Liputan6.com, Bandung - Badan Meteorologi, Klimatologi dan Geofisika (BMKG) menerbitkan analisis sementara pemicu terjadinya hujan es disertai angin kencang pada siang bolong di Kota Bandung.

Berdasarkan citra satelit inframerah Himawari-8 pada pukul 13.50 WIB dan 14.00 WIB terdapat tutupan awan konvektif (cumulonimbus) yang tebal dan meluas di atas wilayah Jawa Barat.

Menurut Kepala Stasiun Geofisika BMKG Bandung Tony Agus Wijaya, tinggi puncak awan cumulonimbus tersebut dapat mencapai ketinggian lebih dari 5.000 meter di permukaan bumi dengan suhu puncak awan mencapai minus 44 derajat Celsius.

"Sehingga di beberapa tempat di Kota Bandung terjadi hujan es," kata Tony dalam keterangan tertulisnya, Bandung, Rabu, 19 April 2017.

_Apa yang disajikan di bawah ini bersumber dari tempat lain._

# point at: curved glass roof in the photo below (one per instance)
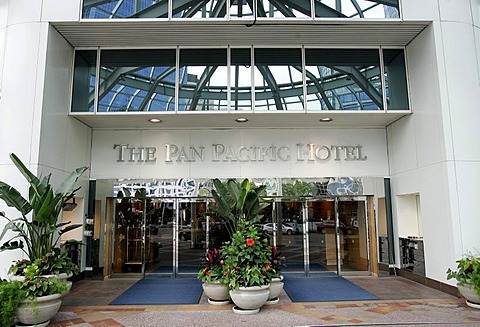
(240, 79)
(240, 9)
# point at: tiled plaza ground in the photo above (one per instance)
(402, 303)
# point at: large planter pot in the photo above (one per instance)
(39, 310)
(276, 286)
(468, 292)
(217, 292)
(248, 300)
(64, 278)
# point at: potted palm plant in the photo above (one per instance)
(246, 255)
(248, 266)
(38, 236)
(467, 275)
(213, 276)
(42, 299)
(235, 201)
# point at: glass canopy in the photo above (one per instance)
(239, 79)
(240, 9)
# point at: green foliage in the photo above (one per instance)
(215, 269)
(298, 188)
(37, 236)
(10, 297)
(247, 257)
(235, 201)
(53, 263)
(467, 272)
(41, 286)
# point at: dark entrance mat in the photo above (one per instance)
(324, 289)
(162, 291)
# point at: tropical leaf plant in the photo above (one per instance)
(37, 235)
(236, 201)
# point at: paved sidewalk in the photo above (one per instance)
(403, 303)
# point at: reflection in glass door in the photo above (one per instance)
(337, 235)
(322, 239)
(155, 237)
(192, 231)
(353, 234)
(289, 233)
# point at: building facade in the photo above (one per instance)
(360, 114)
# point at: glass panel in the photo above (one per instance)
(357, 8)
(203, 86)
(322, 236)
(241, 8)
(288, 9)
(289, 232)
(191, 235)
(343, 79)
(353, 235)
(202, 9)
(137, 80)
(241, 79)
(125, 9)
(395, 79)
(84, 81)
(278, 80)
(128, 237)
(159, 242)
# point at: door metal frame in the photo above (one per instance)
(369, 219)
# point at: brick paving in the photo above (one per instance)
(406, 304)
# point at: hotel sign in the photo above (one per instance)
(218, 152)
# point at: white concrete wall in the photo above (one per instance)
(435, 151)
(35, 71)
(106, 166)
(19, 106)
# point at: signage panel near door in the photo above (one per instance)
(244, 153)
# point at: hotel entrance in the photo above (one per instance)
(168, 237)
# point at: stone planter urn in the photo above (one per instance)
(249, 300)
(38, 310)
(217, 292)
(468, 292)
(276, 286)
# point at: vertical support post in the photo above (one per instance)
(92, 189)
(389, 213)
(306, 249)
(337, 237)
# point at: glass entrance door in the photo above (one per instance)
(289, 234)
(321, 236)
(352, 219)
(192, 230)
(337, 235)
(169, 236)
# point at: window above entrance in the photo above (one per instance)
(234, 9)
(239, 80)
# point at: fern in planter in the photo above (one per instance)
(467, 272)
(10, 297)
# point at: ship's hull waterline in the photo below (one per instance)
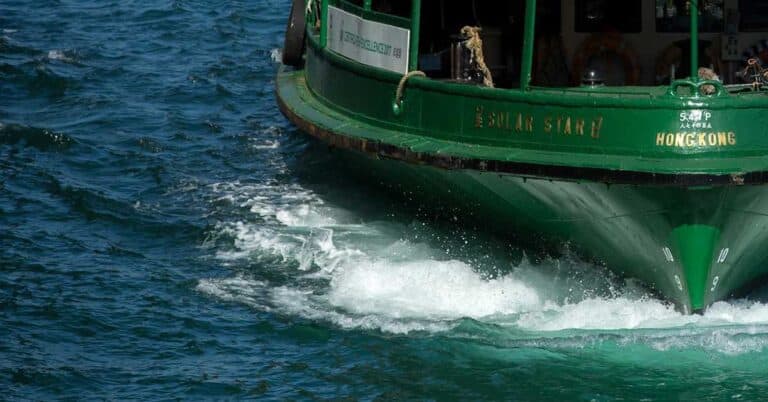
(673, 197)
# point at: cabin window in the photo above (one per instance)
(608, 16)
(392, 7)
(754, 15)
(674, 16)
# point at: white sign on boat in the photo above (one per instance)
(368, 42)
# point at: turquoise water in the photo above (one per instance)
(165, 233)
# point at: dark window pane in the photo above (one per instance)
(608, 16)
(754, 15)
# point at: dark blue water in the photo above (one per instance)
(165, 233)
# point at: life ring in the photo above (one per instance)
(295, 34)
(602, 44)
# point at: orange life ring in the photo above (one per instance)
(603, 43)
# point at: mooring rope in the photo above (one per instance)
(475, 44)
(403, 81)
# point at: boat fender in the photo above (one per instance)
(295, 35)
(598, 44)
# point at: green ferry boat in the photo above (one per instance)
(635, 131)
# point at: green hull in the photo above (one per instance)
(631, 180)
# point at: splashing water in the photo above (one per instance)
(364, 276)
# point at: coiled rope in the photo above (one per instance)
(475, 44)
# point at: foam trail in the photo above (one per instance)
(372, 279)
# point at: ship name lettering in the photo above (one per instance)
(695, 139)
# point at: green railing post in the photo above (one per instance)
(413, 55)
(324, 23)
(526, 64)
(694, 40)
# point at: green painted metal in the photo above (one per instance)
(528, 44)
(413, 57)
(324, 23)
(694, 10)
(627, 226)
(674, 131)
(695, 246)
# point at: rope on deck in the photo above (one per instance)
(475, 44)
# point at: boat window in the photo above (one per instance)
(608, 16)
(754, 15)
(674, 16)
(398, 8)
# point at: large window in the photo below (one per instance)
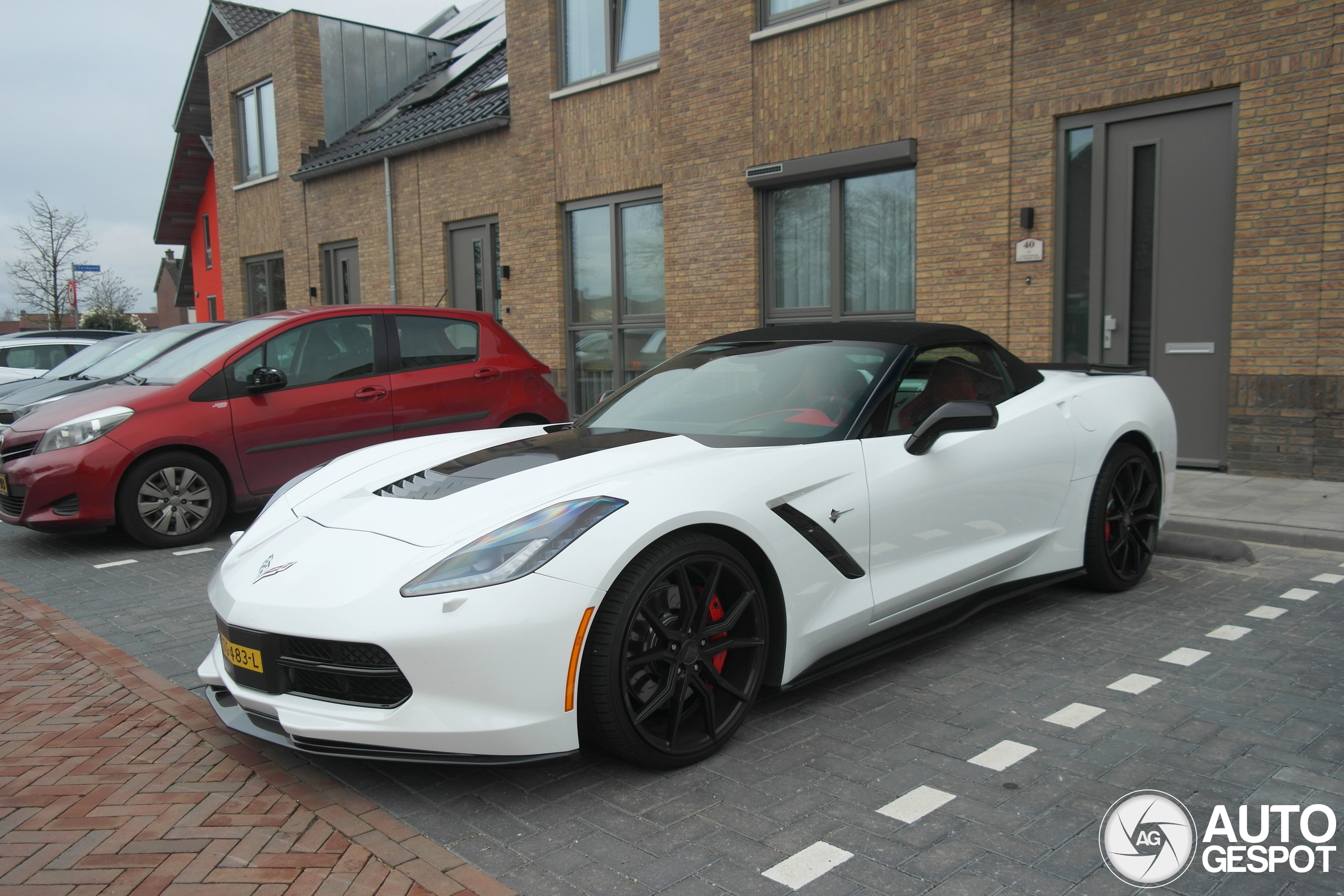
(603, 37)
(257, 152)
(842, 249)
(265, 281)
(616, 293)
(777, 11)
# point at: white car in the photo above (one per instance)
(23, 359)
(759, 511)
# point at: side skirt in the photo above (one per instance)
(924, 626)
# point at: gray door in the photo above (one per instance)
(343, 276)
(1168, 270)
(474, 268)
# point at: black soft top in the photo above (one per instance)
(896, 332)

Tony mengatakan terjadinya ketinggian awan cumulonimbus yang melewati titik beku itu, dipengaruhi oleh adanya daerah pertemuan angin (konvergensi) yang terbentuk di wilayah Jawa Barat pada pukul 07.00 WIB.

Jika dilihat dari data streamline angin pada ketinggian 3.000 kaki dan data pengamatan cuaca di Stasiun Geofisika Bandung, sambung dia, terlihat kondisi atmosfer cukup labil. Hal itu mendukung proses konvektivitas yang tinggi di wilayah Jawa Barat, khususnya Kota Bandung.

Dia menyatakan pada saat kejadian hujan lebat yang disertai petir serta es, terjadi peningkatan kecepatan angin yaitu 40 kilometer per jam.

"Hal ini ditunjukkan oleh perbedaan suhu udara yang signifikan pada selang pukul 07.00 WIB hingga 10.00 WIB sebesar 6,2 derajat Celsius," ujar Tony.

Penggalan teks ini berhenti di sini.